France votes: Macron vs Le Pen.
(photo credit: REUTERS)
He’s got it in the bag.
That is the general assumption in France of Emmanuel Macron’s prospects going into the nation’s second, final round of voting for president on May 7, now that the center-left candidate, a 39-yearold upstart, has secured a slot on the ballot.
Macron (En Marche!) will face Marine Le Pen (until recently of the National Front), one of the most extreme Right politicians to feature in a major European runoff in decades.
Projections say Macron, Le Pen go through to runoff in French vote (credit: REUTERS)
The starkness of that choice forced leaders of the Republicans and the Socialist Party – France’s two largest political factions – to swiftly endorse Macron on Sunday night, after failing to succeed past the first round themselves.
Early polls conducted before Sunday’s vote showed him handily defeating her in a hypothetical runoff. And Macron is expected to absorb the majority of support for defeated Left, Socialist and moderate candidates, leaving few voter pools left from which Le Pen can salvage her general election candidacy.

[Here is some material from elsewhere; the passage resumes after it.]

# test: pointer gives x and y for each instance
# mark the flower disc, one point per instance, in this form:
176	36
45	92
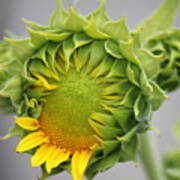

Yet this is precisely the sort of punditry striking fear in Macron’s camp, having witnessed what happened across the Atlantic not six months ago.
They are concerned French voters will take Macron’s victory for granted and stay home on election day. They worry the Russian government – which Le Pen has openly embraced – will increase its cyber activity into Macron’s official campaign apparatus, and attempt to influence the final outcome in her favor. And they fear pollsters will fail to capture a quiet constituency willing to vote for Le Pen in the privacy of the voting booth.
Sound familiar? It is just one of several ways in which the 2016 US presidential election has shaped events here.
The race has been cast both at home and abroad as an extension of a worldwide conversation over globalization and the populist backlash against it. As the narrative goes, Le Pen seeks the next Brexit – a move that would deal a fatal blow to the European project – and she would upset the political elites with a victory that no one sees coming.
Perhaps it is simply fear gripping the Macron campaign and its followers, but the consequences of this coming election paired with last year’s electoral surprises have them taking no chances. Macron’s team insists his ultimate victory is not in the bag and promise to fight like underdogs through Election Day.
In her victory address on Sunday night, Le Pen stated that the future of France – and of Europe – is at stake in May. Macron is likely to make a similar argument.